Ernst Melchior (26 June 1920 – 5 August 1978) was an Austrian professional footballer who played as a striker.

==Club career==
Melchior was born in Villach. He played seven years for Austrian club Austria Wien before moving to France where he played for FC Rouen and FC Nantes.

==International career==
Melchior made his debut for Austria in an April 1946 friendly match against Hungary and was a participant at the 1948 Summer Olympics. He earned 36 caps, scoring 16 goals. His last international was a November 1953 World Cup qualification match against Portugal.

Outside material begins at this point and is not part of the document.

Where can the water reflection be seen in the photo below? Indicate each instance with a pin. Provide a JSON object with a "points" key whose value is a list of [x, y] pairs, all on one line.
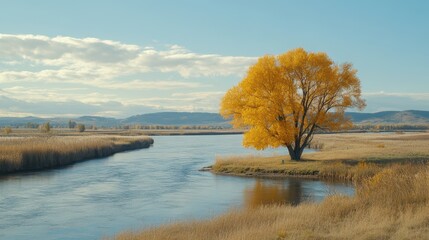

=== International goals ===
Austria score listed first, score column indicates score after each Melchior goal.

| No. | Date | Venue | Cap | Opponent | Score | Result | Competition |
| 1 | 14 April 1946 | Praterstadion, Vienna, Austria | 1 | Hungary | 2–2 | 3–2 | Friendly |
| 2 | 18 April 1948 | Praterstadion, Vienna, Austria | 9 | Switzerland | 2–0 | 3–1 | Friendly |
| 3 | 2 May 1948 | Praterstadion, Vienna, Austria | 10 | Hungary | 1–1 | 3–2 | 1948–53 Central European International Cup |
| 4 | 3 October 1948 | Megyeri úti Stadion, Budapest, Hungary | 14 | Hungary | 1–2 | 1–2 | Friendly |
| 5 | 8 May 1949 | Megyeri úti Stadion, Budapest, Hungary | 17 | Hungary | 1–4 | 1–6 | 1948–53 Central European International Cup |
| 6 | 2 April 1950 | Praterstadion, Vienna, Austria | 19 | Italy | 1–0 | 1–0 | 1948–53 Central European International Cup |
| 7 | 14 May 1950 | Praterstadion, Vienna, Austria | 20 | Hungary | 5–3 | 5–3 | Friendly |
| 8 | 8 October 1950 | Praterstadion, Vienna, Austria | 21 | Yugoslavia | 5–1 | 7–2 | Friendly |
| 9 | 7–2 |
| 10 | 29 October 1950 | Megyeri úti Stadion, Budapest, Hungary | 22 | Hungary | 3–3 | 3–4 | Friendly |
| 11 | 5 November 1950 | Praterstadion, Vienna, Austria | 23 | Denmark | 1–0 | 5–1 | Friendly |
| 12 | 13 December 1950 | Hampden Park, Glasgow, Scotland | 24 | Scotland | 1–0 | 1–0 | Friendly |
| 13 | 17 June 1951 | Københavns Idrætspark, Copenhagen, Denmark | 26 | Denmark | 1–0 | 3–3 | Friendly |
| 14 | 14 October 1951 | Stade du Heysel, Brussels, Belgium | 28 | Belgium | 4–1 | 8–1 | Friendly |
| 15 | 7–1 |
| 16 | 28 November 1951 | Wembley, London, England | 30 | England | 1–0 | 2–2 | Friendly |

== Managerial career ==

Melchior was manager of Beşiktaş J.K. (Turkey), Fortuna Düsseldorf (Germany), Club Africain (Tunisia) and Rouen (France). He was also the tenth manager of the Luxembourg national football team, in charge for 13 games.

| Team | From | To | Record |  |  |  |  |
| P | W | D | L | Win % |
| Luxembourg | 12 October 1969 | 23 April 1972 | 13 | 0 | 2 | 11 | 000.0 |
| Total |  |  | 13 | 0 | 2 | 11 | 000.0 |

==Death and legacy==
Melchior died, aged 58, after a long illness in Rouen. In his honour, a gasse (street) in Vienna was named after him.